The behavioral health screenings are important because of the trauma foster children experience, including abuse, placement with multiple foster homes or adoption and relinquishment of the foster care system, she said.
Left unchecked, mental health problems can “worsen” and lead to other problems later on.
“Higher rates of substance abuse, higher rates of violence, higher rates of homelessness, the inability to get an education,” she said. “It just has such an impact on your ability to be successful that if you don’t address it, it will hurt them.”
Zenzinger, who has sponsored past legislation in support of foster children in Colorado, said she was not surprised by the low assessment rates. She plans to see what action the legislature can take to address gaps in the system.
“It’s just really important that we follow this,” she added. “We want to make sure that all children who are in the child welfare system have access to this kind of – what I consider to be – pretty basic support.”
She also plans to work with the governor’s office on a bill that would create a voucher program for former foster children to help them find housing.
“As proud as I am of the work we’ve done, it seems like there’s so much more to do,” she said.
Sybil Cummin, a behavioral therapist in Arvada who sees foster children, said child protection officers are often so overwhelmed with their workload that there is a delay in reaching out to therapists.
And as kids transfer to new foster homes, they can also transfer to another region in Colorado’s Medicaid system, which has seven regional entities licensed for mental health and substance use therapists in their area. This means that children may need to find a new therapist if they change homes.
In addition, there is a “significant lack of health care providers in general and even fewer who specialize in working with cases of child abuse, neglect and sexual abuse,” said Cummin, who leads Arvada Therapy Solutions.

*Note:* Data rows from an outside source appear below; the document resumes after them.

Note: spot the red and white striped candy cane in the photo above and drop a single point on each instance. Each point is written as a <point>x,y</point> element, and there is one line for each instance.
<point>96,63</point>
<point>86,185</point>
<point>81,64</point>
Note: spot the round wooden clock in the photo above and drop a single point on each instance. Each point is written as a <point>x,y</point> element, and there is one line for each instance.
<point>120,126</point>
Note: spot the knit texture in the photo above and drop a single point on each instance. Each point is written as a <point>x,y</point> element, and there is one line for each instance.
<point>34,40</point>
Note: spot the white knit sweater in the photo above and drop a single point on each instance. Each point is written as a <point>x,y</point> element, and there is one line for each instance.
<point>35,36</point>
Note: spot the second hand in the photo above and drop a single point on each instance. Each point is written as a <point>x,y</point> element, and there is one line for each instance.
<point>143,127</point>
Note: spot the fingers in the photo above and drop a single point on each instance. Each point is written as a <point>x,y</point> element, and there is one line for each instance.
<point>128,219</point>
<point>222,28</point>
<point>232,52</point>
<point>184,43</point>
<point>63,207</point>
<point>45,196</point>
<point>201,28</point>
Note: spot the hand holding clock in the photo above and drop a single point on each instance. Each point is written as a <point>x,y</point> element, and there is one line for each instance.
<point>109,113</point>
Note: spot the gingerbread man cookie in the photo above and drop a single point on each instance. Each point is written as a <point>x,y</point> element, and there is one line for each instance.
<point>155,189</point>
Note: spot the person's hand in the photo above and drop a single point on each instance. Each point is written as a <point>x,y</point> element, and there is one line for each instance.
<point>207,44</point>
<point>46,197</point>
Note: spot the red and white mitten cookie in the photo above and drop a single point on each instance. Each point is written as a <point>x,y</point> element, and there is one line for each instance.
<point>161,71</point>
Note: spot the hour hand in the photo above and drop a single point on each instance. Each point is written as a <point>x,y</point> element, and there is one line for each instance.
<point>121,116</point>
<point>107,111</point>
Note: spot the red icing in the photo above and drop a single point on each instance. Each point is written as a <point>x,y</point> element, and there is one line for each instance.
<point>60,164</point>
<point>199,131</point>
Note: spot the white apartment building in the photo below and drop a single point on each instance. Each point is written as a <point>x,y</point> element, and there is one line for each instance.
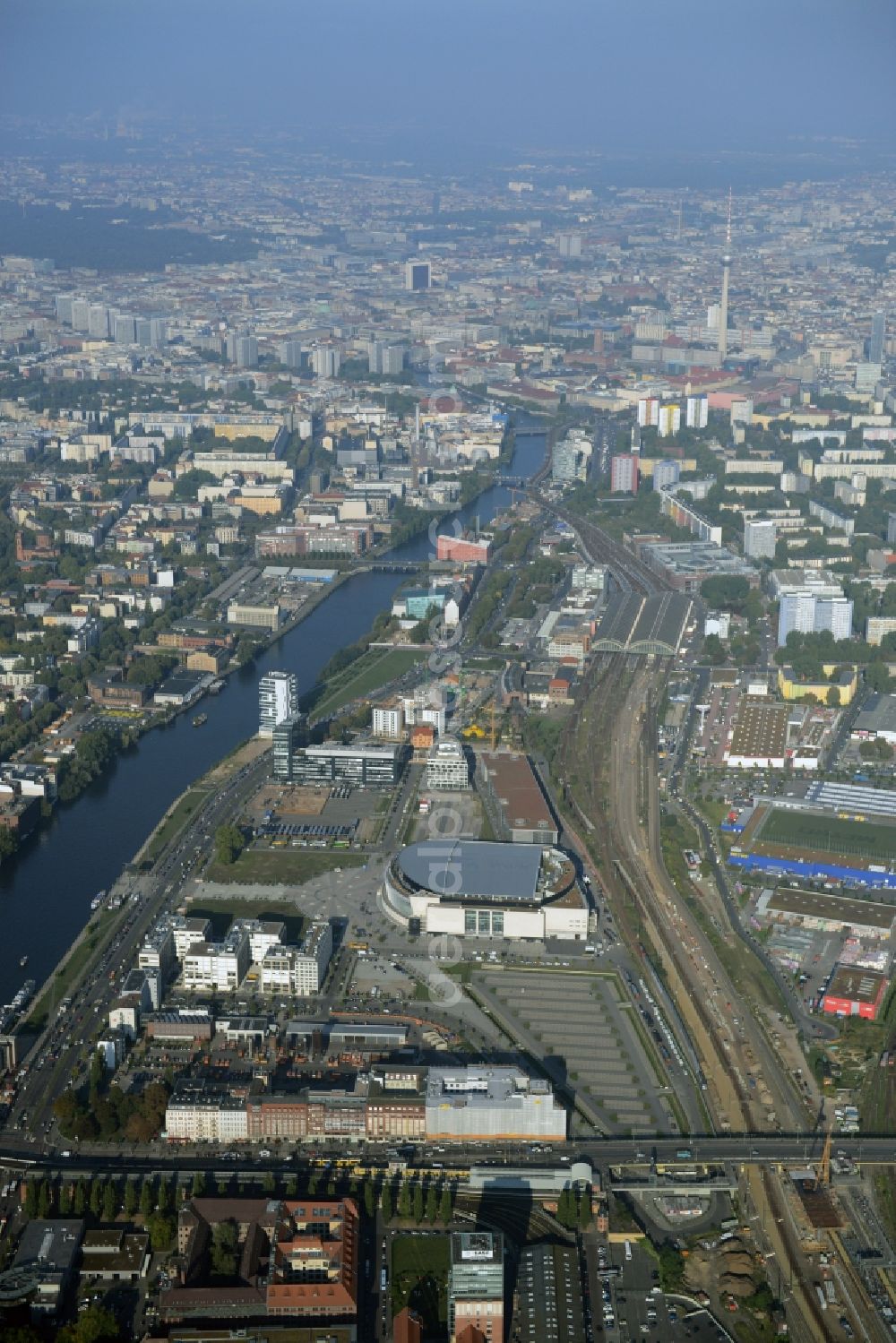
<point>298,970</point>
<point>218,965</point>
<point>446,767</point>
<point>207,1119</point>
<point>277,700</point>
<point>389,720</point>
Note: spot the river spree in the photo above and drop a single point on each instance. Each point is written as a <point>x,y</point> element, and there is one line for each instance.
<point>46,891</point>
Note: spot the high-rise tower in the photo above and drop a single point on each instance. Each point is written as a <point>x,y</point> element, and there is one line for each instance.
<point>726,276</point>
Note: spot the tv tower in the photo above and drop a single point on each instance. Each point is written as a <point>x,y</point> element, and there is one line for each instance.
<point>726,276</point>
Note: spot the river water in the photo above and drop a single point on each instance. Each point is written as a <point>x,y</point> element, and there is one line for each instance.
<point>46,891</point>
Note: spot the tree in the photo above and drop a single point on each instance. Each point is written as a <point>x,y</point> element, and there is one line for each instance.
<point>713,650</point>
<point>45,1201</point>
<point>96,1197</point>
<point>164,1200</point>
<point>147,1197</point>
<point>161,1227</point>
<point>132,1198</point>
<point>225,1248</point>
<point>80,1201</point>
<point>109,1202</point>
<point>228,844</point>
<point>445,1206</point>
<point>31,1200</point>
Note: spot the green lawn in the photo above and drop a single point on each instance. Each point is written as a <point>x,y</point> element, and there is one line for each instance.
<point>829,834</point>
<point>174,823</point>
<point>289,866</point>
<point>370,672</point>
<point>419,1278</point>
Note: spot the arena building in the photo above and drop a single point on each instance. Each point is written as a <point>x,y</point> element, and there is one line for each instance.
<point>482,890</point>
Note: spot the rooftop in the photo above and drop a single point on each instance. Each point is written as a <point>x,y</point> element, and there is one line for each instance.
<point>470,869</point>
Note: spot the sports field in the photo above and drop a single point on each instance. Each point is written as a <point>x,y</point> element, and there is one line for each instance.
<point>871,839</point>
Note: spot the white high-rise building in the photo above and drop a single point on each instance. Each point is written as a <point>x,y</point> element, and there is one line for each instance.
<point>325,361</point>
<point>669,419</point>
<point>697,411</point>
<point>810,614</point>
<point>277,700</point>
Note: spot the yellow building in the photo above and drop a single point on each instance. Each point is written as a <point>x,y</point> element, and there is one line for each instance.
<point>791,688</point>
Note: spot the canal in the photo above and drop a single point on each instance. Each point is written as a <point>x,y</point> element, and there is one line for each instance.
<point>46,891</point>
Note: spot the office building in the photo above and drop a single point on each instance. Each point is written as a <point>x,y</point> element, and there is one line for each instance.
<point>245,350</point>
<point>806,613</point>
<point>877,341</point>
<point>624,473</point>
<point>99,322</point>
<point>298,970</point>
<point>277,700</point>
<point>292,355</point>
<point>476,1284</point>
<point>418,276</point>
<point>759,538</point>
<point>359,766</point>
<point>669,420</point>
<point>697,411</point>
<point>325,361</point>
<point>220,966</point>
<point>389,720</point>
<point>463,549</point>
<point>648,411</point>
<point>568,462</point>
<point>384,358</point>
<point>48,1253</point>
<point>255,616</point>
<point>288,736</point>
<point>446,767</point>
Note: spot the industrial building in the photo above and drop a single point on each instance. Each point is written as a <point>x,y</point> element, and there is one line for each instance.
<point>447,769</point>
<point>277,700</point>
<point>855,993</point>
<point>643,626</point>
<point>876,719</point>
<point>474,888</point>
<point>521,810</point>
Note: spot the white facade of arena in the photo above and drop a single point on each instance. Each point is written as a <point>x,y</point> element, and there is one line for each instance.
<point>477,890</point>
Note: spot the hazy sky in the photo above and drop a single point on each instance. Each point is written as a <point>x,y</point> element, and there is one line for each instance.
<point>657,74</point>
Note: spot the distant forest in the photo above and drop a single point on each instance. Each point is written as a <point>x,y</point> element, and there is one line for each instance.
<point>89,238</point>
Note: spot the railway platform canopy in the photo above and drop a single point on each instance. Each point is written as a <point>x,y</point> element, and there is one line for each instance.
<point>643,626</point>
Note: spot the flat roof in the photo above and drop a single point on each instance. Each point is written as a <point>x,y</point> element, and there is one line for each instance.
<point>761,728</point>
<point>516,788</point>
<point>469,869</point>
<point>853,798</point>
<point>817,904</point>
<point>857,985</point>
<point>876,715</point>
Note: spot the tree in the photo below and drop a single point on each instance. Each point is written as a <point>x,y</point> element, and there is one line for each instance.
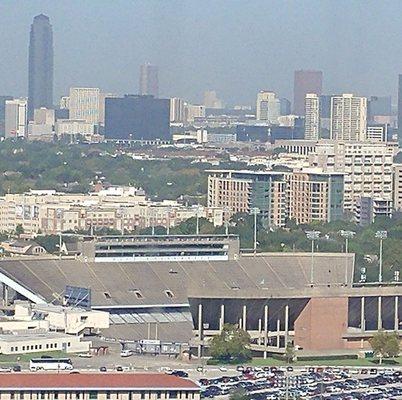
<point>239,394</point>
<point>385,344</point>
<point>19,230</point>
<point>290,352</point>
<point>231,345</point>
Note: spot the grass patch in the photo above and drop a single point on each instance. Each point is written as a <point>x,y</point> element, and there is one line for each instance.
<point>360,362</point>
<point>18,358</point>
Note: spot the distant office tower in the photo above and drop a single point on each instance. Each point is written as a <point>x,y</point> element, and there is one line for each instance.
<point>312,117</point>
<point>64,103</point>
<point>3,112</point>
<point>176,110</point>
<point>348,117</point>
<point>268,107</point>
<point>305,82</point>
<point>149,83</point>
<point>85,104</point>
<point>211,100</point>
<point>16,118</point>
<point>193,111</point>
<point>378,132</point>
<point>285,106</point>
<point>379,106</point>
<point>137,118</point>
<point>400,110</point>
<point>40,75</point>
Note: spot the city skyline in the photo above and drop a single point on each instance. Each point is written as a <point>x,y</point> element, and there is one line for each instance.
<point>191,61</point>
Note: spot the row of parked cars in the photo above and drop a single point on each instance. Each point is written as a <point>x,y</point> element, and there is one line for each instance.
<point>314,383</point>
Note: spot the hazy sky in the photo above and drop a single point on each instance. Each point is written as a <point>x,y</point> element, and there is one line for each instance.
<point>234,47</point>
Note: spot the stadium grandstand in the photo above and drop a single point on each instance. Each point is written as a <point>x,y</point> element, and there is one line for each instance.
<point>276,297</point>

Treating foster children often means more work for therapists, not only because their mental health needs are more intense, but also because therapists must interact with social workers, court-appointed guardians, foster parents and biological parents, she said.
Lauren Ferguson, a Conifer therapist who has worked with about 25 foster children over the past five years, said it’s even harder to find therapists who use Medicaid and don’t have long waiting lists in rural areas. And the timeline is crucial, she said, because children who have experienced a “major and traumatic life-changing event” often need someone to help them process it.

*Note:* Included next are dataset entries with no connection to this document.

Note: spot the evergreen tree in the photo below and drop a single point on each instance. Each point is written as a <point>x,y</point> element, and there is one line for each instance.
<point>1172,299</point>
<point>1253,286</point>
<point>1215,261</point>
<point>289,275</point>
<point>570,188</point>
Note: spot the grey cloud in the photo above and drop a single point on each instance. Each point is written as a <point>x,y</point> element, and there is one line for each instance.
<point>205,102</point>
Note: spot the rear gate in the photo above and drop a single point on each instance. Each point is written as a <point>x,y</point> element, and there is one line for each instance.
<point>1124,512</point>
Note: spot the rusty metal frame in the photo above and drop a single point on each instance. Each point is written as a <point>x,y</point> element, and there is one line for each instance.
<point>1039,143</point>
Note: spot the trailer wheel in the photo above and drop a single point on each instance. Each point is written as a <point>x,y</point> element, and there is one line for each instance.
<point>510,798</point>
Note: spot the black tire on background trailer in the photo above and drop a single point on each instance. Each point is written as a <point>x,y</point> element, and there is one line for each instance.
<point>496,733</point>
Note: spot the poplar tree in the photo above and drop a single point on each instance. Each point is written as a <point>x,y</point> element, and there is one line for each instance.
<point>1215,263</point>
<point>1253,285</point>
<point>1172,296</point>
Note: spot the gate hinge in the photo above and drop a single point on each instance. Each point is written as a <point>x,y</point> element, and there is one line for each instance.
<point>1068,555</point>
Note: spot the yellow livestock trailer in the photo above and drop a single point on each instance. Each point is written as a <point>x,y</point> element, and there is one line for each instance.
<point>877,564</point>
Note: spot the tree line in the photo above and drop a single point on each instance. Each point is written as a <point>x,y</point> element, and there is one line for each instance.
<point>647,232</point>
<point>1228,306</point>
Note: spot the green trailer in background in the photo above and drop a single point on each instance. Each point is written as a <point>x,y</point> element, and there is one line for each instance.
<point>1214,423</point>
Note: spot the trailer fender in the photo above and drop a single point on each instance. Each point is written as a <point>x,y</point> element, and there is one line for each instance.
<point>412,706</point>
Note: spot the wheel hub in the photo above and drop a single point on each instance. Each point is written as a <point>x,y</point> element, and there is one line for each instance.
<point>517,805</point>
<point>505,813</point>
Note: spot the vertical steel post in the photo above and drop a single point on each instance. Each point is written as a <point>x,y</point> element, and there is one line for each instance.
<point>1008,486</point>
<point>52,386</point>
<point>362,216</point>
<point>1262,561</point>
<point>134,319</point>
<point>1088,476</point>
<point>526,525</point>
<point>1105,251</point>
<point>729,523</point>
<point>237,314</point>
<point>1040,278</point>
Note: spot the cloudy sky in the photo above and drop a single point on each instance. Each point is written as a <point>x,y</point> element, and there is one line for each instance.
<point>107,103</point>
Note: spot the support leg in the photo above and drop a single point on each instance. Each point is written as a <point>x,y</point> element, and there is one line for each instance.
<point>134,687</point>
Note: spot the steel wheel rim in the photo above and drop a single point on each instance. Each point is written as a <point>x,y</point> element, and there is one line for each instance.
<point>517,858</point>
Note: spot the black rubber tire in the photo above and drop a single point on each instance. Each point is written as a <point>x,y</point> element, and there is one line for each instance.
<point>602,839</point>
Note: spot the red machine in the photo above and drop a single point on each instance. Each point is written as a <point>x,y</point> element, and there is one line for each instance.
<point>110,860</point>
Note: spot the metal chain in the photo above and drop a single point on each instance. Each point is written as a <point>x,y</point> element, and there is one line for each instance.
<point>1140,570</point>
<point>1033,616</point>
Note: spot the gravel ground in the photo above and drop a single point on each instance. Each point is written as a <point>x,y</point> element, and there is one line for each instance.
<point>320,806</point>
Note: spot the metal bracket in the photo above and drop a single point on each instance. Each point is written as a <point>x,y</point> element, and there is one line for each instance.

“The sooner they can get support for their emotional and mental health needs, the better,” she said.
In the past decade, nearly 1,100 children adopted from foster homes in Colorado have reentered the system — an outcome that can be painful for adoptive parents and children alike. Child welfare officials say behavioral problems are the number one reason adoptions fail. And parents, who often feel like monsters, say they canceled adoptions after failing to find help.
“I shout to anyone who will listen. Teachers. Therapists. Can someone help me. Someone help my child, my family. We need help,” said a mother.

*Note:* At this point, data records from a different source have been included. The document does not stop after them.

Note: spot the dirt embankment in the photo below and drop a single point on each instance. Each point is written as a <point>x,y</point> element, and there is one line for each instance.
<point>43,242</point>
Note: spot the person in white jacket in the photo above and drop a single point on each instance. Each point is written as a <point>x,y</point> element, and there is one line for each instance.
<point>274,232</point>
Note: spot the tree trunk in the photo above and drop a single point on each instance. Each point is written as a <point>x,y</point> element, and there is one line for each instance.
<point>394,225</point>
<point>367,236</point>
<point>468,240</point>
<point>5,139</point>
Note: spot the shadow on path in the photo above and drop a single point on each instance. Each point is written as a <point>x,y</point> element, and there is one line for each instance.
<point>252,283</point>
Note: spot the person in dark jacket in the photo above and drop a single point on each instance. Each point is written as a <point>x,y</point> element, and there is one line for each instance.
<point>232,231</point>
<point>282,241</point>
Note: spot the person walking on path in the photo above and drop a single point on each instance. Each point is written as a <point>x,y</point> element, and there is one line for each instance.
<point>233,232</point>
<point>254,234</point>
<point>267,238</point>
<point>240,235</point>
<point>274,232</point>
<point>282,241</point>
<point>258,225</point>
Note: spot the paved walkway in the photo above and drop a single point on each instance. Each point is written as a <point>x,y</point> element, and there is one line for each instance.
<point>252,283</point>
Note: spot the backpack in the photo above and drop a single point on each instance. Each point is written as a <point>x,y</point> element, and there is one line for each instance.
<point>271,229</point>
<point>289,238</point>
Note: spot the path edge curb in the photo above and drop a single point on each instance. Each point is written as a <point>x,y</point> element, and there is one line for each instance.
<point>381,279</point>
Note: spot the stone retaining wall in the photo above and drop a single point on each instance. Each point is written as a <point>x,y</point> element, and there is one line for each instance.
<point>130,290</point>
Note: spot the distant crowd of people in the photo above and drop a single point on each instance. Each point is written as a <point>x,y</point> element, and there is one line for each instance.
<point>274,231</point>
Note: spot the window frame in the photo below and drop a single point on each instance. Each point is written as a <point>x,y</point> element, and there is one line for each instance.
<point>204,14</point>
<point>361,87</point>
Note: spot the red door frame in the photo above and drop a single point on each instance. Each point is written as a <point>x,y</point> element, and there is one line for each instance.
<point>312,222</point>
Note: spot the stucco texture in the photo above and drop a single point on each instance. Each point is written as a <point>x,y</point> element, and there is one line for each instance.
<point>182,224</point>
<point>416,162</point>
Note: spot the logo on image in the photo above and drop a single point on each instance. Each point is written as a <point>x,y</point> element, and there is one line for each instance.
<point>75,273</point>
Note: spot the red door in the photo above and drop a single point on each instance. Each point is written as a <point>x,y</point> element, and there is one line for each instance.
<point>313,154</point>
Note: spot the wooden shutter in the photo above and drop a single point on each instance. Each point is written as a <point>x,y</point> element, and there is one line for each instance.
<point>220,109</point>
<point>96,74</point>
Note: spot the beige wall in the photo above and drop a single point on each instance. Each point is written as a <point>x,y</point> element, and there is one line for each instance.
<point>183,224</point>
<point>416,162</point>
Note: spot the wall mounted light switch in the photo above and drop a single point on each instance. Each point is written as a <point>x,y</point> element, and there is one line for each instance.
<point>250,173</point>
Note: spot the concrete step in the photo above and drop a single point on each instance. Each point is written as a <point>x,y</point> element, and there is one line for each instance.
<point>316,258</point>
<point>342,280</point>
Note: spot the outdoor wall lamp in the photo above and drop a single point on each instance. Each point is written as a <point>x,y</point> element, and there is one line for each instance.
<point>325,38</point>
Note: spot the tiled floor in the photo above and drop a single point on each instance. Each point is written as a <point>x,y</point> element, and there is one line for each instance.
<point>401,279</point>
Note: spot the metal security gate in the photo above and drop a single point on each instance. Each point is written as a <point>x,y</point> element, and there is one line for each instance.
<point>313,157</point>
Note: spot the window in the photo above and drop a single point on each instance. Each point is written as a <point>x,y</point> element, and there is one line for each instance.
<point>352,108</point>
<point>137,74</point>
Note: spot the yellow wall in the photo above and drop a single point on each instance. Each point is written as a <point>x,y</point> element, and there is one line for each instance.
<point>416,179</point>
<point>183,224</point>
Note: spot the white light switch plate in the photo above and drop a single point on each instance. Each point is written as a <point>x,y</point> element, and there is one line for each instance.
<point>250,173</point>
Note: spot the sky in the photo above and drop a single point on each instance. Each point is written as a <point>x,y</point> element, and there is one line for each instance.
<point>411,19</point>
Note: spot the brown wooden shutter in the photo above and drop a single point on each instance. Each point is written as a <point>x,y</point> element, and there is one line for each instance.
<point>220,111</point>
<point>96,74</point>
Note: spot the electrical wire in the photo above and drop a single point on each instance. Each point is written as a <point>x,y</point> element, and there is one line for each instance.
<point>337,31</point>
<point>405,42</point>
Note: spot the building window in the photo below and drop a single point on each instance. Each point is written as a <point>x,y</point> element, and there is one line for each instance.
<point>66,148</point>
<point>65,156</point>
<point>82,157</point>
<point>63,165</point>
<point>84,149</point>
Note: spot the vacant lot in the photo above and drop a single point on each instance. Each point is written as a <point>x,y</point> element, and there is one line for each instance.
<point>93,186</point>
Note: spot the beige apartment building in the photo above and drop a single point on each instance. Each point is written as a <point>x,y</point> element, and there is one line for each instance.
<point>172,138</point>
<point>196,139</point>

Some children adopted from the foster care system are diagnosed with reactive attachment disorder, which can manifest in behaviors such as stealing, lying, manipulation, and resisting parental affection while being affectionate with strangers. A shortage of therapists who can treat the condition could contribute to adoptions falling apart, parents told the Sun.
More generally, a lack of providers accepting Medicaid is a common complaint from adoptive families, who have sometimes resorted to driving for hours to get their children to appointments. The As late as this fall, the Joint Committee on Budgets had heard continuing concerns about “inadequacy” of the Medicaid provider network.
Access to health care providers is a “huge problem, especially in rural areas,” Stephanie Holsinger, the program manager for Montrose County’s adult and child protection services, said earlier this month.
Providers that accept Medicaid often complain about the high administrative burdens when participating in the government programmeand the low rates at which they are reimbursed for the care provided.